Less is More: Adapting Text Embeddings for Low-Resource Languages with Small Scale Noisy Synthetic Data
Fine-tuning on small, noisy synthetic data yields 20%+ retrieval gains, matching models trained on 1M examples.
A research team led by Zaruhi Navasardyan has published a paper challenging the need for massive datasets to create effective text embeddings for low-resource languages (LRLs). Their work, "Less is More: Adapting Text Embeddings for Low-Resource Languages with Small Scale Noisy Synthetic Data," demonstrates that fine-tuning a pre-existing multilingual encoder like mE5 on a surprisingly small amount of noisy, synthetic data can yield dramatic performance gains. Focusing on Armenian as a test case, they generated just 10,000 training pairs by machine-translating English Reddit title-body posts using open-weights models, deliberately avoiding high-cost, human-verified translations.

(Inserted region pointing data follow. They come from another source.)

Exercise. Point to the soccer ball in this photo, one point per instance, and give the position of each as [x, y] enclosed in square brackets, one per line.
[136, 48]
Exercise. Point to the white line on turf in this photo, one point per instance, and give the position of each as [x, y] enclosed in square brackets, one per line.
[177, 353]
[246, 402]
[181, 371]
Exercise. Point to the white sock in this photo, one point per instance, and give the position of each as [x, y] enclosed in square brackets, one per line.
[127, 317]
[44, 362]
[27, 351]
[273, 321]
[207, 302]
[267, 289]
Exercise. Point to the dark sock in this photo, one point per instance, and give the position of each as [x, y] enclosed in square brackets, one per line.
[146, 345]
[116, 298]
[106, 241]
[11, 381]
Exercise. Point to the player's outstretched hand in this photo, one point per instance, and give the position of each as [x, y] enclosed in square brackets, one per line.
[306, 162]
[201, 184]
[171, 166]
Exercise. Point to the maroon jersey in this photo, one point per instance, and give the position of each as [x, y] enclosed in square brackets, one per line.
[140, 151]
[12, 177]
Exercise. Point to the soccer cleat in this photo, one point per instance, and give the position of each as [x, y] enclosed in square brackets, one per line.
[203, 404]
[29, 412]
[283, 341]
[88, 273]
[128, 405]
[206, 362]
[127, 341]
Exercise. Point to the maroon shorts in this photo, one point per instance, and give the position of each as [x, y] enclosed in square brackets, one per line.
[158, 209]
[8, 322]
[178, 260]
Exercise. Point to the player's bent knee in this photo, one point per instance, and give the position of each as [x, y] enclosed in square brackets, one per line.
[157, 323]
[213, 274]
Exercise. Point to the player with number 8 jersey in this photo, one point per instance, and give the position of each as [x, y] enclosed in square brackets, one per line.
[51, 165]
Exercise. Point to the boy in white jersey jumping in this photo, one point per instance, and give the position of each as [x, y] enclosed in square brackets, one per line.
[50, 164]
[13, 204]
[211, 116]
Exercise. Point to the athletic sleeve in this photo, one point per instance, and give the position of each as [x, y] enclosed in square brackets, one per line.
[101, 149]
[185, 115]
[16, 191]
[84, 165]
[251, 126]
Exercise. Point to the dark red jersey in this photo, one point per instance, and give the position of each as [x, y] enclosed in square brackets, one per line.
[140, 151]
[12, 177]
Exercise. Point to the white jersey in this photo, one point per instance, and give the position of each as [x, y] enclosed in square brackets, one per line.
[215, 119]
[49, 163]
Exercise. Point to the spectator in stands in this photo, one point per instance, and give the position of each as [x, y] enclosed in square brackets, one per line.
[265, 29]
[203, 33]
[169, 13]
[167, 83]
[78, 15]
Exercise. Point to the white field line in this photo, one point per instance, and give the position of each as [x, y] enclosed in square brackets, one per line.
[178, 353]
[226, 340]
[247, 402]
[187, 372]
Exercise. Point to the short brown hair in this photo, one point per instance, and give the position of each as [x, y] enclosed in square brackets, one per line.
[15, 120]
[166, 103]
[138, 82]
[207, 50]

Their comprehensive evaluation revealed a 'Less is More' phenomenon: this minimal, noisy dataset produced an average 11-12% improvement across their benchmark and a more than 20% relative boost in retrieval performance. Crucially, this performance matched that of models trained on approximately one million examples. The researchers further found that neither scaling the data, improving translation quality with state-of-the-art LLMs, nor diversifying data domains provided significant additional gains over their simple baseline. They validated the approach on another LRL with a unique script, suggesting the findings are generalizable.
The results indicate that semantic alignment for LRLs saturates early and is highly robust to noise, fundamentally shifting the cost-benefit analysis for embedding adaptation. This breakthrough significantly lowers the barrier to creating high-quality semantic search and RAG (retrieval-augmented generation) systems for languages that lack large-scale, curated datasets. The team has released their model, data, and benchmark publicly to facilitate further research and application by resource-constrained communities.
- Fine-tuning the mE5 encoder on only 10,000 noisy synthetic pairs improved retrieval performance by over 20%.
- The small-scale approach matched the performance of models trained on ~1 million high-quality examples.
- The method proved robust, with neither increased data scale nor improved translation quality yielding significant extra gains.
Why It Matters
This dramatically lowers the cost and complexity of building effective AI search and RAG tools for hundreds of underserved languages.